The economy disappointed in January, contracting by 0.1%. After growth surged in December by 0.4% month-on-month (m/m), there was always a chance it would slow again as global headwinds and uncertainty weigh on growth.

Negative growth might ordinarily prompt recession fears of a recession. However, underlying output looks stronger than January’s headline GDP suggests (see Figure 1). The economy actually grew by 0.2% when looking at the figures 3m/3m. Still, any increase in 2025 will likely come in well below the 2% the OBR predicted back in October. This makes Chancellor Rachel Reeves’s job even harder, with even more tough choices, ahead of the Spring Statement on 26 March. 

Yet we doubt the bad GDP news will be enough to convince the Bank of England (BoE) to cut interest rates at its meeting next week.

What the latest GDP data tells us

Beyond the headline figure, the UK’s growth story remains largely unchanged at the start of 2025. Impressive performance in retail and administrative services weren’t enough to push the economy into positive territory overall.

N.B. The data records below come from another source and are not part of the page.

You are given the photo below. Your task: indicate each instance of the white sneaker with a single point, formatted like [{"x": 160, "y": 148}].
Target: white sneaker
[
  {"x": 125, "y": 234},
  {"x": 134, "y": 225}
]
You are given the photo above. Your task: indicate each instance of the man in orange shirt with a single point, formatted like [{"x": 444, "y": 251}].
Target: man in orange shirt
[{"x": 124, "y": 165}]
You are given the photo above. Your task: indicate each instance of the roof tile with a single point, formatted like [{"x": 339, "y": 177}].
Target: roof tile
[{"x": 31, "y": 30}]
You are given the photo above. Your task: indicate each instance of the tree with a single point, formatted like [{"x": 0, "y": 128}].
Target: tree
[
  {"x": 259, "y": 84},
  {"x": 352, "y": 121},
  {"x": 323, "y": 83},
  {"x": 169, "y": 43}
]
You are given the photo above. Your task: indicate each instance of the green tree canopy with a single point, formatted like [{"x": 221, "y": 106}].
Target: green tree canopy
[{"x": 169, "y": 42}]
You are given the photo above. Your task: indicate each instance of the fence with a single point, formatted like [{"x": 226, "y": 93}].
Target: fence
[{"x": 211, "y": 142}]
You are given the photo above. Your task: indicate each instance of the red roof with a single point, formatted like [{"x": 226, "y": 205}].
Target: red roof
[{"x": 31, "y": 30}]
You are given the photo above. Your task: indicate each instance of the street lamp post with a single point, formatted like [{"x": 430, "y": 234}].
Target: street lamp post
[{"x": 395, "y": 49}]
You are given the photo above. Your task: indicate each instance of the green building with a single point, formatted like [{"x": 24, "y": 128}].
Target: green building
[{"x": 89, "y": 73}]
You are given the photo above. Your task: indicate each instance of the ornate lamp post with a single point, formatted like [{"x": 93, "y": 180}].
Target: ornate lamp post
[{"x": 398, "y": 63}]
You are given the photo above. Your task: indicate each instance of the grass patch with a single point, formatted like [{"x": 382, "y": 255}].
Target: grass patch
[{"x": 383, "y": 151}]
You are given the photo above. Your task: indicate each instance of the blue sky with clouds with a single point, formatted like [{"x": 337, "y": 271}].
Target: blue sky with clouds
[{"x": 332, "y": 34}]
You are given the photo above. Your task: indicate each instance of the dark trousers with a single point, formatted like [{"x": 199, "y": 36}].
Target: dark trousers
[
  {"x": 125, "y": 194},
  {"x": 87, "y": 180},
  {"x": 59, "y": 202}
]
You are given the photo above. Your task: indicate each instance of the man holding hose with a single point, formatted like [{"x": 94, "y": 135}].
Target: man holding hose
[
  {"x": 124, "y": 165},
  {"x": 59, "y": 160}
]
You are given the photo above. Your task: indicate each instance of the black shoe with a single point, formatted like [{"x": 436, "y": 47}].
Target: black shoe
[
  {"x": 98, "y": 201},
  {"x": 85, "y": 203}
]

This is because weakness in manufacturing continues to weigh heavily on growth, as shown in Figure 2. The sector contracted 1.1% in January. Fragile economic growth in Europe and tariff uncertainty are clearly inhibiting the sector’s performance.

In construction, output fell 0.2% m/m for the second time. While repairs and maintenance rose 0.4%, the collapse in new work, which fell 0.7%, drove the decline entirely. In February, the S&P Global UK Construction PMI sank to its lowest level since Covid-19. Overall, we think when February’s official data is published it will show the sector may have fallen even further.

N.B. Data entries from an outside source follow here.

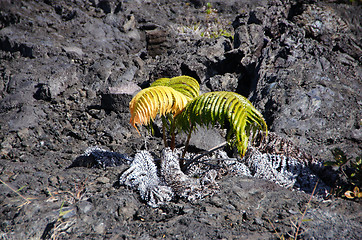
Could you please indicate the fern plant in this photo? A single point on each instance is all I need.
(165, 97)
(223, 107)
(178, 103)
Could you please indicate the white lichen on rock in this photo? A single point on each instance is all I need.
(142, 175)
(183, 185)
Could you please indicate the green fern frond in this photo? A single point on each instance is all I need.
(223, 107)
(151, 101)
(184, 84)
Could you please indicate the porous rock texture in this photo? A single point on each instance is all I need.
(68, 69)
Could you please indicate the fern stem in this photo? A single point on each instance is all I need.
(164, 131)
(203, 154)
(173, 135)
(187, 143)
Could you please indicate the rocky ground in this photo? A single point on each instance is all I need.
(68, 70)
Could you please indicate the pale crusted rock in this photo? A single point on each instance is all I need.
(184, 186)
(142, 175)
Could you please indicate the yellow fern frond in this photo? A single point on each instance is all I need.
(151, 101)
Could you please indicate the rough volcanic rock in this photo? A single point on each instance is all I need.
(66, 68)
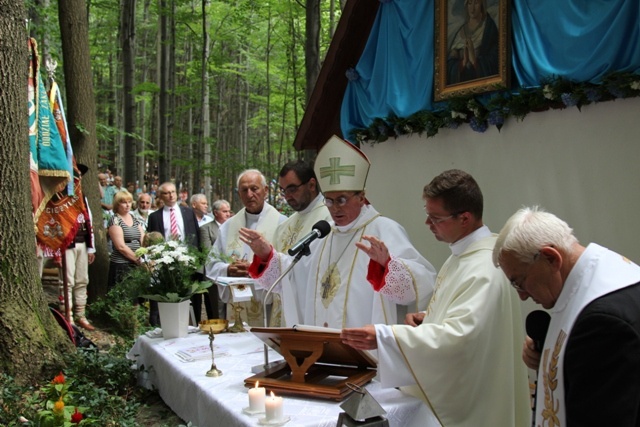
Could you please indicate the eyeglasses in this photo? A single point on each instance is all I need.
(291, 189)
(520, 286)
(340, 201)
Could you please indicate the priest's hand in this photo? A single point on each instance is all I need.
(530, 356)
(414, 319)
(360, 338)
(238, 269)
(258, 244)
(377, 250)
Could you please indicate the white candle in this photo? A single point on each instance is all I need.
(273, 408)
(257, 397)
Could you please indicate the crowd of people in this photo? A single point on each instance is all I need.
(454, 338)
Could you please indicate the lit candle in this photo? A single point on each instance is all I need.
(273, 408)
(256, 398)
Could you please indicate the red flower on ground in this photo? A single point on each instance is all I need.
(76, 417)
(58, 379)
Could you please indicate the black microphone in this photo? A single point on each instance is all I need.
(537, 324)
(319, 230)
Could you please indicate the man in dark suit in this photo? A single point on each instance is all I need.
(589, 366)
(174, 222)
(209, 231)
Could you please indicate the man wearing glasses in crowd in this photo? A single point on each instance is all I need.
(331, 283)
(462, 355)
(299, 187)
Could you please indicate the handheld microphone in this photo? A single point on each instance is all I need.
(537, 325)
(320, 229)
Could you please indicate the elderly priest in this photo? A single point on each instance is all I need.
(330, 287)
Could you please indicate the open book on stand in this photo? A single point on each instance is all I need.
(317, 363)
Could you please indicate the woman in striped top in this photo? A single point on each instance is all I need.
(126, 233)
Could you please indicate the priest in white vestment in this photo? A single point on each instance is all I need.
(299, 187)
(461, 356)
(331, 285)
(228, 256)
(589, 362)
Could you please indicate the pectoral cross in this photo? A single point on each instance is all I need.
(326, 285)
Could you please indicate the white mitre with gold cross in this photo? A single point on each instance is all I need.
(341, 166)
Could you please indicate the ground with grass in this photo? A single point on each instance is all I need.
(153, 412)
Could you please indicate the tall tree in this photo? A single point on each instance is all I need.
(127, 37)
(204, 160)
(81, 118)
(30, 339)
(312, 45)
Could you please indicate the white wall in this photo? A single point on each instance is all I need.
(582, 166)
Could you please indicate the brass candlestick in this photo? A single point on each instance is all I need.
(237, 322)
(214, 371)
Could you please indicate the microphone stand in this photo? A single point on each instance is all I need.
(303, 252)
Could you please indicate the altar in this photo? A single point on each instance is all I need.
(177, 369)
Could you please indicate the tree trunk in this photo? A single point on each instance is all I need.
(30, 338)
(81, 119)
(163, 107)
(204, 143)
(128, 35)
(312, 45)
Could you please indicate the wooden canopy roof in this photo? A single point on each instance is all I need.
(321, 119)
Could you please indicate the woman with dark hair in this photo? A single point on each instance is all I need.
(126, 233)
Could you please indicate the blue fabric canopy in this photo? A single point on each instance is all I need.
(579, 40)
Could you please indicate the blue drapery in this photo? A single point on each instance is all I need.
(580, 40)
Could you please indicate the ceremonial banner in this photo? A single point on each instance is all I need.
(58, 223)
(48, 157)
(55, 100)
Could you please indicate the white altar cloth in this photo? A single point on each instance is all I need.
(207, 401)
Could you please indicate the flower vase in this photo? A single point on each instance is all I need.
(174, 319)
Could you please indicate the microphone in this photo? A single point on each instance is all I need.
(320, 229)
(537, 324)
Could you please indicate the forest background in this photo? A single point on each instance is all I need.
(187, 90)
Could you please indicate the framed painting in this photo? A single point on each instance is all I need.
(472, 48)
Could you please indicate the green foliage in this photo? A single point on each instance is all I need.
(118, 311)
(102, 385)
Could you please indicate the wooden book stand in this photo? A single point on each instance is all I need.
(316, 363)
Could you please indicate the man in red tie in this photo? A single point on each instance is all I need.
(175, 222)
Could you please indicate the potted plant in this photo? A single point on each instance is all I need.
(168, 275)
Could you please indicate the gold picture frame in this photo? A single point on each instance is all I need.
(459, 70)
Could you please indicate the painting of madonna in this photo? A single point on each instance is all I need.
(474, 49)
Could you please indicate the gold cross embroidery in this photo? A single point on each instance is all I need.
(335, 170)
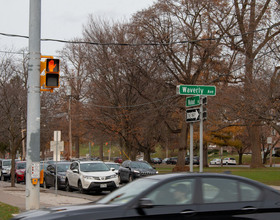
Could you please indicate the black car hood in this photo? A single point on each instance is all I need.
(66, 212)
(145, 170)
(61, 173)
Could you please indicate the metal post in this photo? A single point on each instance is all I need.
(56, 152)
(33, 104)
(201, 140)
(89, 150)
(191, 147)
(69, 94)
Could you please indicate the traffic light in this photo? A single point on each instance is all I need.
(52, 73)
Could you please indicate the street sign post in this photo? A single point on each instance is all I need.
(196, 90)
(192, 101)
(193, 115)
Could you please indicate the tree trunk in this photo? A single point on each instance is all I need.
(255, 140)
(180, 166)
(101, 151)
(205, 155)
(240, 155)
(12, 172)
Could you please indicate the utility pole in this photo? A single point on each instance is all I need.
(33, 108)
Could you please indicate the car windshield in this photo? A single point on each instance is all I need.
(7, 163)
(62, 167)
(21, 165)
(94, 167)
(111, 165)
(140, 165)
(128, 192)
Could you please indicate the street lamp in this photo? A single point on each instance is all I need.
(69, 94)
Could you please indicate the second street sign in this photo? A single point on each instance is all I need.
(192, 101)
(196, 90)
(193, 115)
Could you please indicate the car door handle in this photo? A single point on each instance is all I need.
(188, 212)
(250, 208)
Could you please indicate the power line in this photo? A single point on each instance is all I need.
(141, 44)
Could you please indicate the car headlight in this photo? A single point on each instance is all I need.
(112, 176)
(91, 178)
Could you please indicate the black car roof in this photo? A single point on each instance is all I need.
(178, 175)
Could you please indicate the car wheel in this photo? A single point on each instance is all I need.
(45, 185)
(16, 179)
(80, 187)
(120, 180)
(67, 186)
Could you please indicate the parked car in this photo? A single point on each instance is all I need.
(114, 165)
(215, 161)
(195, 160)
(20, 171)
(131, 170)
(229, 161)
(91, 176)
(118, 160)
(165, 160)
(207, 197)
(172, 160)
(156, 160)
(50, 174)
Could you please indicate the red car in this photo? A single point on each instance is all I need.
(20, 171)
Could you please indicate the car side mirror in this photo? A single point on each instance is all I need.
(145, 203)
(75, 171)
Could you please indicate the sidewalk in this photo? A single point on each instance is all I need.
(15, 196)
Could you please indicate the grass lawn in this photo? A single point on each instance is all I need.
(268, 175)
(6, 211)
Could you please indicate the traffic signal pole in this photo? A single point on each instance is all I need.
(33, 108)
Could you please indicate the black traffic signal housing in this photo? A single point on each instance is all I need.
(52, 73)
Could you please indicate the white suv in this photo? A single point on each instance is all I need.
(90, 176)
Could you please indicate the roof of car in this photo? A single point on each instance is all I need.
(109, 162)
(89, 161)
(178, 175)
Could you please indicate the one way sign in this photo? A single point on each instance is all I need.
(193, 115)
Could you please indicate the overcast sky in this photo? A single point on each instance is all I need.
(61, 19)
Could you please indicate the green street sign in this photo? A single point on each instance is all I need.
(196, 90)
(192, 101)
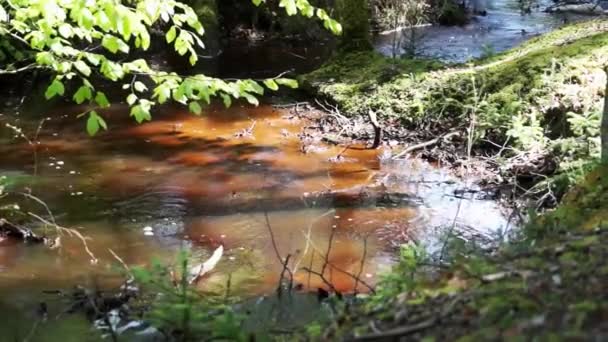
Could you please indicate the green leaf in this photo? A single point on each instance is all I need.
(94, 122)
(289, 5)
(102, 100)
(114, 44)
(131, 99)
(140, 113)
(171, 34)
(83, 68)
(55, 88)
(227, 100)
(82, 94)
(66, 31)
(251, 99)
(140, 87)
(288, 82)
(195, 108)
(271, 84)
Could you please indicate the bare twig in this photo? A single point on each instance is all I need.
(70, 232)
(425, 144)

Services once again proved to be a relatively bright spot, growing by 0.1% m/m. However, it wasn’t enough to offset declines elsewhere in the economy. There was clearly a shift in where consumers are spending their money, shunning bars, restaurants and entertainment venues in favour of restocking their cupboards and wardrobes. 

Accommodation and food services slumped by 2.4% m/m, as did the arts, entertainment and recreation sector. April’s increases in Employer National Insurance Contributions (NICs) and both the National Minimum and Living Wage (NMW/NLW) will hit hospitality particularly hard. 

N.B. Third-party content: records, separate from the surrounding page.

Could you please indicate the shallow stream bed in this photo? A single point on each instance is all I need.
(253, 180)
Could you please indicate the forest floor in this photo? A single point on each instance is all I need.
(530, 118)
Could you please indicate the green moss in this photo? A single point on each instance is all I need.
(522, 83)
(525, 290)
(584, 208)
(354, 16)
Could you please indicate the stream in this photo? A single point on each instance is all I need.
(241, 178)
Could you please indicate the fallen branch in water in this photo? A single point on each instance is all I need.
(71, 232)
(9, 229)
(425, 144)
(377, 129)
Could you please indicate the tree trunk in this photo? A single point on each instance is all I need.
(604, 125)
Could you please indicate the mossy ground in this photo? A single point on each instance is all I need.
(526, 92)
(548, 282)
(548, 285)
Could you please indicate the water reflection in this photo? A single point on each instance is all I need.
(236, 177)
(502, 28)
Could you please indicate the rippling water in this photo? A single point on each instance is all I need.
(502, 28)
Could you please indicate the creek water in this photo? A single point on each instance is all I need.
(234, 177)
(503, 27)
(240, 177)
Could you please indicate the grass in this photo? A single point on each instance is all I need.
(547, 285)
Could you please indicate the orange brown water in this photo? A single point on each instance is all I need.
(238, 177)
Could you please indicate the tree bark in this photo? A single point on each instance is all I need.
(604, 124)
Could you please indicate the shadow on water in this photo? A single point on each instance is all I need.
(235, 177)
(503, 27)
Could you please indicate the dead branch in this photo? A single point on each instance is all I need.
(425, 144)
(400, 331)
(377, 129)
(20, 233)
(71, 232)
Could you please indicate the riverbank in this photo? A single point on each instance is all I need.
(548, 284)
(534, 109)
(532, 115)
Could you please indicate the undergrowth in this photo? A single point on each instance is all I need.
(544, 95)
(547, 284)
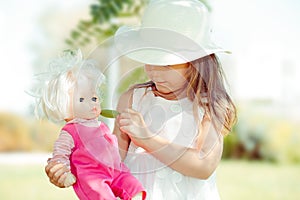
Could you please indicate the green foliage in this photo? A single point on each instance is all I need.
(106, 17)
(20, 134)
(263, 135)
(13, 133)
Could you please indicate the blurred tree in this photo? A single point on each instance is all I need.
(106, 17)
(14, 133)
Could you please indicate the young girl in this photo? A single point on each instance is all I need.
(170, 130)
(85, 144)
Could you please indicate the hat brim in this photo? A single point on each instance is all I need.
(157, 46)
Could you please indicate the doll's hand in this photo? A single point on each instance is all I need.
(57, 173)
(132, 123)
(70, 180)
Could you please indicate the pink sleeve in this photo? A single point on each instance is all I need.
(62, 148)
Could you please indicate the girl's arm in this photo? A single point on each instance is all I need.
(187, 161)
(125, 101)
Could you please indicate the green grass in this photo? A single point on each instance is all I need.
(236, 180)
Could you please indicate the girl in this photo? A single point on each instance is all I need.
(170, 130)
(85, 144)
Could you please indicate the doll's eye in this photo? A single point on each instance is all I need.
(94, 99)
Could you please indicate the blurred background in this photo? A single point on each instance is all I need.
(261, 159)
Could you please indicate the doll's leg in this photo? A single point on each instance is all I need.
(126, 186)
(93, 187)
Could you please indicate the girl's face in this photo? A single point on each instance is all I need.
(85, 103)
(168, 78)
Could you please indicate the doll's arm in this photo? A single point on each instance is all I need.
(61, 153)
(125, 101)
(62, 148)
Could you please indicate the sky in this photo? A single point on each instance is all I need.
(262, 35)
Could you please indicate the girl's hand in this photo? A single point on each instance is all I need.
(57, 173)
(132, 123)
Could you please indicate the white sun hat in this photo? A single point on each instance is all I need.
(171, 32)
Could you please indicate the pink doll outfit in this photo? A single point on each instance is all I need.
(96, 163)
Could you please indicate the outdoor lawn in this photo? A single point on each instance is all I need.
(237, 180)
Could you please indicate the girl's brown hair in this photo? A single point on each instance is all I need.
(206, 88)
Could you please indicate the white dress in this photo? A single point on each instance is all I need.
(173, 120)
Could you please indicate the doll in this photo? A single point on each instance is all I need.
(86, 145)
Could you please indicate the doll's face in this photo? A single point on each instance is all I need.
(85, 102)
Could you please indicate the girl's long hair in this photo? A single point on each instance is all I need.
(206, 89)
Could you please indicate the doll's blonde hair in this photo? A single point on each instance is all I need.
(54, 97)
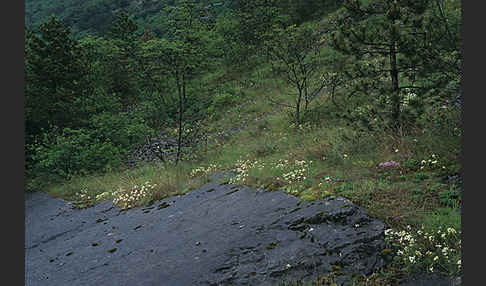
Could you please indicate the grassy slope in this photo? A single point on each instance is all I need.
(312, 161)
(309, 161)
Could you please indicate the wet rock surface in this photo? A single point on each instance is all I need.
(220, 234)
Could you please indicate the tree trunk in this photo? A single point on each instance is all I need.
(297, 106)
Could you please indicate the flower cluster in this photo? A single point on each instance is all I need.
(205, 170)
(435, 251)
(128, 198)
(298, 174)
(83, 195)
(102, 196)
(410, 95)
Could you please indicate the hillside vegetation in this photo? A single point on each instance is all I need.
(359, 99)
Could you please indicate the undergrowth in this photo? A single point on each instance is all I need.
(402, 178)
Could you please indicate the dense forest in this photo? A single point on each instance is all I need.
(372, 80)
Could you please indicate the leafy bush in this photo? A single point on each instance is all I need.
(68, 152)
(123, 130)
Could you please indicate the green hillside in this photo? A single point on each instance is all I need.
(359, 99)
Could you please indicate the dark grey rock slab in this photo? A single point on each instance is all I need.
(220, 234)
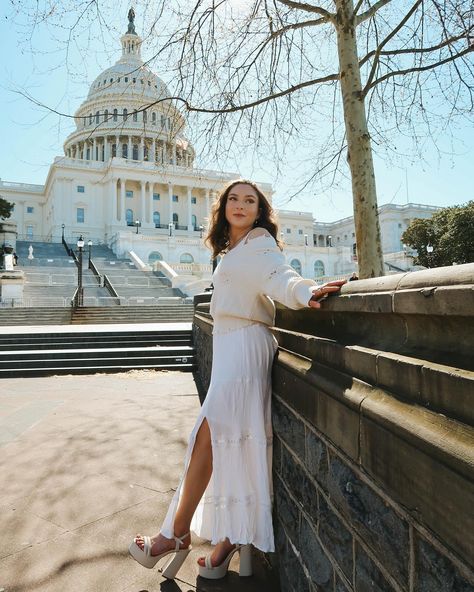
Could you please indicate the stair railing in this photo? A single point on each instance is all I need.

However, retail services, another sector that will feel the upcoming changes harder than most, grew 0.7%. But it was administrative services that performed strongest. Here, output increased 1.9% m/m after already jumping 1.1% in December.

The UK economy – outlook for 2025

This year’s higher government spending and consumers’ higher real incomes should start to filter through the economy and allay any worries that January’s GDP drop will translate into a wider recession.

The biggest risk to growth comes from ongoing uncertainty and volatility in global trade policy and financial markets depressing growth further. Trade was the main reason GDP performance disappointed in the latter half of 2024. There seems little respite from this scenario as the UK’s major trading partners engage in tit-for-tat trade wars and retaliatory tariffs.

Weak growth won’t prompt the BoE to cut interest rates at the Monetary Policy Committee meeting next week. Pay growth remains persistent, inflation is rising, and the BoE will want to see how trade policy uncertainty plays out alongside the increase in Employer NICs before looking to cut again in May.

Despite growth underperforming and rising yields eroding the chancellor’s headroom against her fiscal rules, we doubt that the government will choose to raise taxes in the Spring Statement, instead opting for less generous future welfare payments. That won’t have much of an impact on growth this year, but it could further ahead.

Currently, our base case is for 1% growth in 2025, before picking up to 1.5% in 2026.